Gadis itu terkekeh mendengar candaan Wooseok. Bergantian Chaeyoung menatap Wooseok dan Hangyul kemudian balik badan dan pergi. Tidak lama setelahnya, Hangyul menduduki kursi kosong yang tadi ditempati Chaeyoung.

***

            Princess Muay Thai kita sepertinya baru kelihatan?”
            Chaeyoung tersenyum pada seorang pemuda yang menyapanya tepat ketika ia baru masuk ke dalam sebuah toko perlengkapan olahraga. Chaeyoung berjalan mendekat dan berdiri di depan pemuda itu. Hanya sebuah etalase setinggi dada yang membatasi mereka.
            “Karena aku hanya datang ketika hand wrap ku rusak.”
            Pemuda bernama Taewoong itu terkekeh diikuti Chaeyoung kemudian. “Kau mau yang warna apa?”
            “Warna hitam saja, Oppa. Aku ingin 3 pasang untuk Wooseok dan Hangyul juga.”

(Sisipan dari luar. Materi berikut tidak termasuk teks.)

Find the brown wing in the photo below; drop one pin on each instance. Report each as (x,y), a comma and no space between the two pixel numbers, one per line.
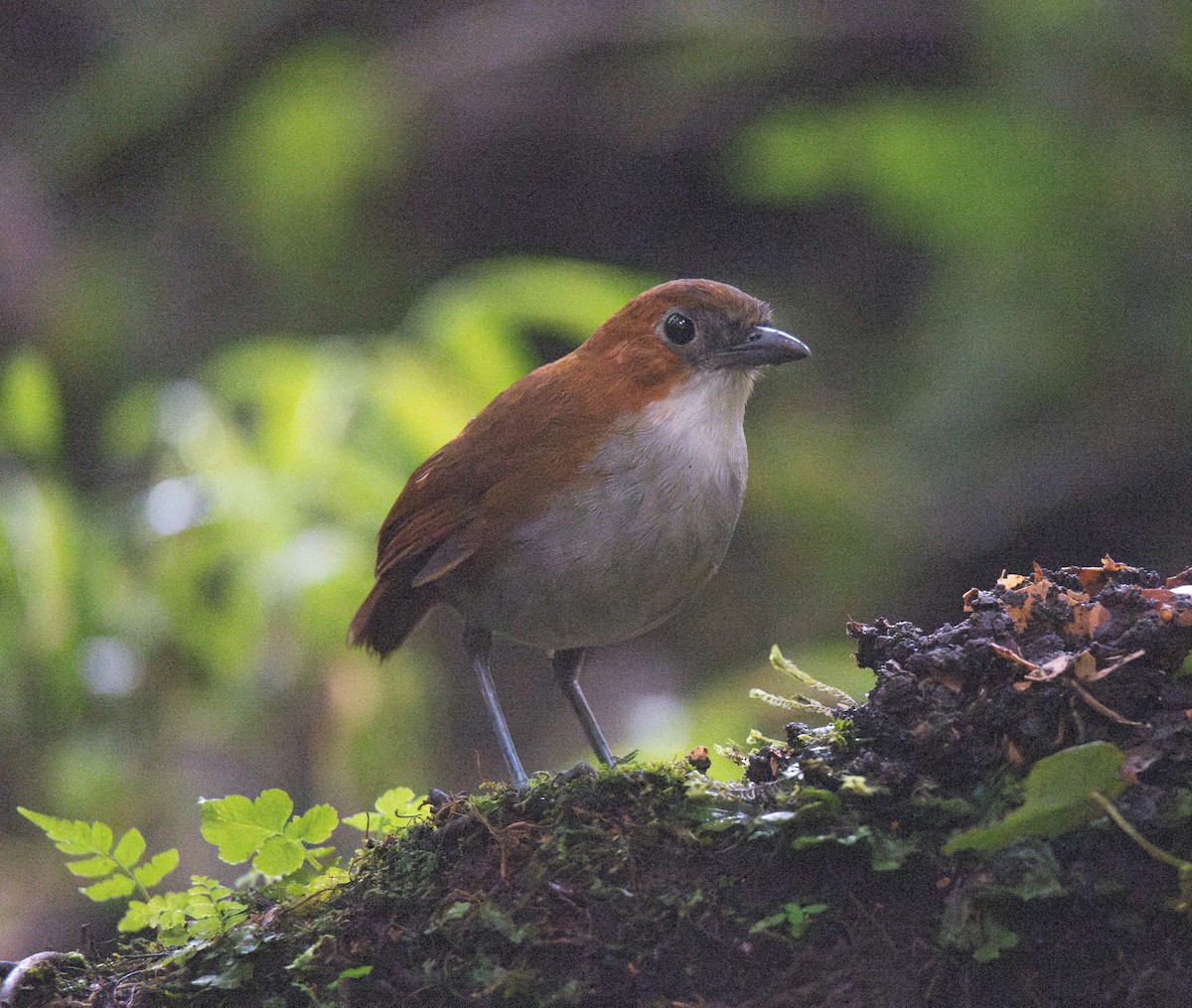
(502,470)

            “Kau memang anak baik.” Taewoong mengguk lalu melesat cepat meninggalkan Chaeyoung. Tepat ketika pintu toko terbuka dan memunculkan seorang pemuda tinggi. Namun saat itu Chaeyoung sedang bergeser untuk melihat-melihat deretan pakaian olahraga. Begitu menyadari Taewoong kembali ke tempat tadi, Chaeyoungpun berbalik.
            “Ada yang bisa kami bantu?” Taewoong menyapa pemuda tinggi yang baru datang tadi.
            Tanpa sadar, Chaeyoung berdiri disamping pemuda tinggi itu saat melihat barang yang akan dibelinya.
            “Ah, iya mungkin aku ingin melihat-lihat terlebih dulu,” ujar pemuda itu tanpa melakukan kontak mata dengan Taewoong.
            Taewoong mengangguk, menghargai keinginan pemuda itu. Disaat yang bersamaan, Chaeyoung mendongak dan melihat pantulan wajah pemuda itu dari cermin di belakang Taewoong yang terhalang deretan raket tanpa senar. Merasa mengenalnya, Chaeyoung menoleh. Tepat ketika pemuda itu hendak berbalik hingga membuat tatapan mereka bertemu. Pemuda itu adalah Yuto.
            “Kau?” Chaeyoung mengacungkan jari telunjuknya. “Sunbae, dompetmu ada padaku. Besok akan ku berikan di sekolah.”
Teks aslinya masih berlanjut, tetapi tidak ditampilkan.